Tuesday, September 04, 2007

#591 Golden Circle

Went to a concert the other night. It was at the Southwest Washington fair.
It started just a little late, as the band apparently thought it was a good idea to wait for the people in the Golden Circle to show up. They finally did, loaded with corn on the cob, curly fries and elephant ears.
Probably a safe precaution. Nothing worse than a hungry Golden Circle in Chehalis.
As the chairs in the Golden Circle were the folding type usually reserved for bad investment seminars and school assemblies, I was a little worried at first. Especially when I noted the ground upon which they were set covered with sawdust.
Suddenly I felt like a 4-H animal hoping to win first prize, thereby guaranteeing me at least one more year as a breeder before they led me to slaughter.
Concerts on sawdust usually mean two things—chaw spit and cowpies. Either way, my sandals were a bad choice.
The audience was, um, diverse. Apparently, the lead singer of REO Speedwagon thought so too. When he engaged the crowd in a long commentary, his voice shifted through about three dialects—from urban cool to bluesman slur to just a touch of drunken southern redneck.
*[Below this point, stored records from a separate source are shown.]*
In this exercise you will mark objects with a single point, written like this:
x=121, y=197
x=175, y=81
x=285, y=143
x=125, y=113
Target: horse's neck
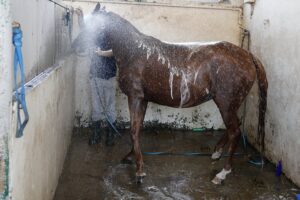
x=124, y=39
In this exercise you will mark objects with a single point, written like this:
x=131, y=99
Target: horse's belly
x=177, y=98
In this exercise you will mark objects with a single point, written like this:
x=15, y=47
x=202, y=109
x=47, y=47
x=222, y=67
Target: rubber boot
x=110, y=137
x=96, y=136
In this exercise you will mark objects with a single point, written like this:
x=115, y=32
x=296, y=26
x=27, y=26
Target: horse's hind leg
x=231, y=120
x=137, y=109
x=128, y=159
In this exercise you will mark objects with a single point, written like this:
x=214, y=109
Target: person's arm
x=108, y=53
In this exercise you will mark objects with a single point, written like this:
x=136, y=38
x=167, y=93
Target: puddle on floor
x=95, y=172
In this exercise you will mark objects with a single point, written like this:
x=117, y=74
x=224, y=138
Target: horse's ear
x=97, y=8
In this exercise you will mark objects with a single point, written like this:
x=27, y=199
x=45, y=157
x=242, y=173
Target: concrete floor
x=95, y=172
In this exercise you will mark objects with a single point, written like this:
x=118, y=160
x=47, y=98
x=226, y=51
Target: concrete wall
x=5, y=93
x=36, y=159
x=169, y=23
x=275, y=39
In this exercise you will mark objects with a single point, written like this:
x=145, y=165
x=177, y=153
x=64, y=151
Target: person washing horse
x=102, y=79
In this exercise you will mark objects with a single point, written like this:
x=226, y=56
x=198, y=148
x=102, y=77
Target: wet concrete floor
x=95, y=172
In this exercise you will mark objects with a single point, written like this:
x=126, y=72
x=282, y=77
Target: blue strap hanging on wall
x=20, y=93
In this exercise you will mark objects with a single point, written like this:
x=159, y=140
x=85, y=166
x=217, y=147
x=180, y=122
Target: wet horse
x=181, y=75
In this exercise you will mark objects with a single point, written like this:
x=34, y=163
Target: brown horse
x=181, y=75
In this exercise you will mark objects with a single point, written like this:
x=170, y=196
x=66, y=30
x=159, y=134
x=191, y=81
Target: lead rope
x=19, y=92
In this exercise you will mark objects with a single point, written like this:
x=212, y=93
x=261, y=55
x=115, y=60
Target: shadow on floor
x=95, y=172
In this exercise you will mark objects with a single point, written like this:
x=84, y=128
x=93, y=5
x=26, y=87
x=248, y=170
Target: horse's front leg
x=137, y=109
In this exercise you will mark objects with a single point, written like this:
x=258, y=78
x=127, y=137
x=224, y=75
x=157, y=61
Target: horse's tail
x=263, y=87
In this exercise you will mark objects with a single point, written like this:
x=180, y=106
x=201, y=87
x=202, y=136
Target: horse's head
x=92, y=32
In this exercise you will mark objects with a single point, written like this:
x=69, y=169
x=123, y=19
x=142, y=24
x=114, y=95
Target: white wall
x=169, y=23
x=275, y=39
x=37, y=158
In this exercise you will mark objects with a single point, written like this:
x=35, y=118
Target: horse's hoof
x=217, y=181
x=126, y=161
x=221, y=176
x=94, y=140
x=140, y=177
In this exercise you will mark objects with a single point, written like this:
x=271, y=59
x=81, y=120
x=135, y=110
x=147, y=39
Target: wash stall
x=59, y=103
Perhaps he was looking for a way to connect and was confused by the bewildering variety of hairstyles and fashions in the audience—from muffin-top tight jeans and bling, to cowboy hats and chaps, to eighties white trash.
It was cool watching people dressed as if their hairstyle became permanently affixed in one decade rock to a band whose chief hits were in another.
Big hair meets mullet.
Our group actually started playing a game kind of like slug bug. Except it was called “spot the mullet.”
The mullet is an amazingly enduring style in certain sectors. Even when folks lose the hair necessary to maintain it. Like when they’re bald on top with a mullet in the back.
What my friend called a skullet.
Unfortunately calling up an image of using the poor guy’s pate to fry an egg. Or maybe whip up a fried peanut butter sandwich.
At one point it had me singing, “I believe it’s time for me to fry.”